Navigating the Loan Market
Navigating the Loan Market
It’s been in the news a lot. The Mortgage Loan Crisis not only affects home owners but it also affects every level of borrowing for the consumer. This includes the loan market for college and universities.
This year, 2008, is one of the most competitive in a long time for college admissions among students. With many students enrolling in school and many applications for loans being filled out, there was some worry about meeting the needs of all the students who need financial aid.
Even though there are some lenders who have dropped out of the federally funded college loan market, the Department of Education has stepped in with a stop gap measure to help students who need help. There are three specific things that the DOE has done that will help students and their families navigate this market. First, they have raised the loan limits by $2,000.00 per year. Second, they have changed the rules on loans for parents of students to make it easier to qualify for a loan and to repay it. Even though there is still money available, it will still be a little bit of a mess to get to the loans.
Third, the DOE has done one other thing that will make the loan market better able to stand the amount of money that is needed. They have agreed to buy the debt for federal student loans if other lenders and investors don’t step in and help fund the market. This not only makes it a secure loan but it also encourages other lenders who have dropped out of the college loan markets to get back into funding these loans.
Despite all the maneuvering, the federally funded loans will be available. Because private loans are more expensive, the federal loans look better and cost less than the private loans.

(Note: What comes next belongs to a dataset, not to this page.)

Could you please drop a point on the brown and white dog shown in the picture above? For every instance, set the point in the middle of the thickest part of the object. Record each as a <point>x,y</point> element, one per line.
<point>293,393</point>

As with any large purchase or investment, you need to shop around and get the best loan available for the money. Remember that it not simply paying back what you borrow but it is also paying the interest on the money you borrow. Sometimes the up-front costs look great but you could wind up having to pay a great deal more than you bargained for at the end of the loan because of the way they are funded. Therefore, you need to look at the full amortized schedule as well as the up front costs before you make a final determination. You’ll be glad you did the work needed to find the perfect loan for you and your student.